Assessable learning outcomes:
By the end of the module students are expected to be able to:

- use the ideas of integration and differentiation in a rigorous way

- manipulate infinite series and apply them in problems involving differentiation and integration

- understand that there are situations in which the order of limiting operations may not be inverted, and justify some simple cases where the inversion is legitimate.

Students will encounter situations where existence and uniqueness of solutions may be proved where the solutions cannot be expressed explicitly.

Outline content:
This module continues the study of analysis to the point where it relates to topics studied in other courses, such as integration and differentiation. Some of this material is just the logical underpinning of the results one would expect, but there are some surprises. This is particularly evident in the section on uniform convergence, where attention is given to interchanging the order of limiting processes, a useful technique but one which is not always valid. The course will conclude with some applications of analysis to other areas producing results which could not be obtained without the use of analysis.

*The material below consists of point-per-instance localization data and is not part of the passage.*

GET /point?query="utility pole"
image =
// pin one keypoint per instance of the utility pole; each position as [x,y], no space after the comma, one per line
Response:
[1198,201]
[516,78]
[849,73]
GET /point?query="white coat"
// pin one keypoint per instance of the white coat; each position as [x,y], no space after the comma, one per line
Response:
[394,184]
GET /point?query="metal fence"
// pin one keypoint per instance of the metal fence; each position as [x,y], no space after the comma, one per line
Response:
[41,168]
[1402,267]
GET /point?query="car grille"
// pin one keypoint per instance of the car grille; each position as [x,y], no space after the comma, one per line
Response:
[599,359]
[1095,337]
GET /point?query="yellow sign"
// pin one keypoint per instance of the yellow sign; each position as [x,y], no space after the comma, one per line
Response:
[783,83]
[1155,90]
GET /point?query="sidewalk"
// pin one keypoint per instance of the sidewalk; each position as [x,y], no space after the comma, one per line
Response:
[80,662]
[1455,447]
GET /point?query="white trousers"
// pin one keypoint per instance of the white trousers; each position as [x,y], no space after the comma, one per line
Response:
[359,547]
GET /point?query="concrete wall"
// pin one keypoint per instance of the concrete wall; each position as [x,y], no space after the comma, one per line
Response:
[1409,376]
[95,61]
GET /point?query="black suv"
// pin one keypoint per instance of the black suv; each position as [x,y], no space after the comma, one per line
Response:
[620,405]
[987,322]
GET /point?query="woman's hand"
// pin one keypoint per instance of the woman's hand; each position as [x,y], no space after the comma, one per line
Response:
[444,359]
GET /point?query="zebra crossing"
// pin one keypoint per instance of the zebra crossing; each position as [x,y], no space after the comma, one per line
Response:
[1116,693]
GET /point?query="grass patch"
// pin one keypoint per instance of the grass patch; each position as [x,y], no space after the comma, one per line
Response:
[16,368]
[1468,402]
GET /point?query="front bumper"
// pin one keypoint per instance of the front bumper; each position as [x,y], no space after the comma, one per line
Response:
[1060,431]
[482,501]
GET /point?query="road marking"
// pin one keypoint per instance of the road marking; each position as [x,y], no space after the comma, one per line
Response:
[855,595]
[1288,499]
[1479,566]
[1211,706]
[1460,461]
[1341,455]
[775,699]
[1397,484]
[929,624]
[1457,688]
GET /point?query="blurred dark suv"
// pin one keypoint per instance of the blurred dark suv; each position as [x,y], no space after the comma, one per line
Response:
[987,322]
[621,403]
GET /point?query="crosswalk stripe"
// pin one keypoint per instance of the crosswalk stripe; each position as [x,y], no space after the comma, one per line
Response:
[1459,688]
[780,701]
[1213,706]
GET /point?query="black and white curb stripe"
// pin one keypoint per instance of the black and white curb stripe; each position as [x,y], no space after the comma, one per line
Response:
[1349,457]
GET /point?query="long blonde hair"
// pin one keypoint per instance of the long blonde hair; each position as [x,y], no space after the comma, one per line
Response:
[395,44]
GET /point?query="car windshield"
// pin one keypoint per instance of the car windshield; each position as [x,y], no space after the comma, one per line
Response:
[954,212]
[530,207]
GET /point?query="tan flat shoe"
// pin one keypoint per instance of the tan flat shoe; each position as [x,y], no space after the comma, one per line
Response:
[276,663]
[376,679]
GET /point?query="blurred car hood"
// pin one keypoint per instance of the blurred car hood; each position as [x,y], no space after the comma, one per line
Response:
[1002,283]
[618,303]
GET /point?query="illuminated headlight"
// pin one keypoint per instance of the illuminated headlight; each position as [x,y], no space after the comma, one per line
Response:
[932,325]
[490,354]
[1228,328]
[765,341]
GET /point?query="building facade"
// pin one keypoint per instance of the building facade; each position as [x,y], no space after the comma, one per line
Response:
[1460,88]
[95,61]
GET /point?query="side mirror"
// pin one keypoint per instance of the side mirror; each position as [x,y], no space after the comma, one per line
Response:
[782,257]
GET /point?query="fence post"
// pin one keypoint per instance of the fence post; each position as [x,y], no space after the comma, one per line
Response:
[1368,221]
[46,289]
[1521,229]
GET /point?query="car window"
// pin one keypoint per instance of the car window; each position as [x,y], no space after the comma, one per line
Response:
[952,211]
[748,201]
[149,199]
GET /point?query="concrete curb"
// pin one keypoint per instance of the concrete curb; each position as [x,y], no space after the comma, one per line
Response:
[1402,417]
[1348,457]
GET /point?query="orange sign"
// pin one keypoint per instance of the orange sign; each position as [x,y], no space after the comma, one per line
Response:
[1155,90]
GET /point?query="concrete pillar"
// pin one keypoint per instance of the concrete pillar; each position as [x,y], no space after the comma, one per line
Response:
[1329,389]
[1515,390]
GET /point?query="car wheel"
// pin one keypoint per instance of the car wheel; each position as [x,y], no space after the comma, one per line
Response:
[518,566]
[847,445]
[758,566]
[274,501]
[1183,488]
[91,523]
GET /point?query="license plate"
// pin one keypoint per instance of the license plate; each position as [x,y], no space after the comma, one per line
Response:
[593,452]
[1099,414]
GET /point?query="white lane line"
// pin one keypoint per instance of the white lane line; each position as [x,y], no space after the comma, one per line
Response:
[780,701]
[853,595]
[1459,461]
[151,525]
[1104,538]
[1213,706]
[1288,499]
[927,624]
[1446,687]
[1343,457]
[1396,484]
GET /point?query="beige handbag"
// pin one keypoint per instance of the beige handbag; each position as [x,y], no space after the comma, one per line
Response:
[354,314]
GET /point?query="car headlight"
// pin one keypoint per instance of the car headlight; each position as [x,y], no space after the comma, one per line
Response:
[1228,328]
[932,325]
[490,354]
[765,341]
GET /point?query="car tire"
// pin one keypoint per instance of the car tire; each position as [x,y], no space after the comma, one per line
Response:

Brief description of teaching and learning methods:
Lectures, supported by problem sheets and lecture-based tutorials.

Contact hours:
 Autumn Spring Summer Lectures 20 2 Tutorials 10 Guided independent study: 68 Total hours by term 98 2 Total hours for module

Summative Assessment Methods:
 Method Percentage Written exam 80 Set exercise 20

Summative assessment- Examinations:
2 hours

Summative assessment- Coursework and in-class tests:
Assignments and one examination paper.

Formative assessment methods:
Problem sheets

Penalties for late submission:

The Support Centres will apply the following penalties for work submitted late:

• where the piece of work is submitted after the original deadline (or any formally agreed extension to the deadline): 10% of the total marks available for that piece of work will be deducted from the mark for each working day (or part thereof) following the deadline up to a total of five working days;
• where the piece of work is submitted more than five working days after the original deadline (or any formally agreed extension to the deadline): a mark of zero will be recorded.
The University policy statement on penalties for late submission can be found at: http://www.reading.ac.uk/web/FILES/qualitysupport/penaltiesforlatesubmission.pdf
You are strongly advised to ensure that coursework is submitted by the relevant deadline. You should note that it is advisable to submit work in an unfinished state rather than to fail to submit any work.

Assessment requirements for a pass:
A mark of 40% overall.

Reassessment arrangements:
One examination paper of 2 hours duration in August/September - the resit module mark will be the higher of the exam mark (100% exam) and the exam mark plus previous coursework marks (80% exam, 20% coursework).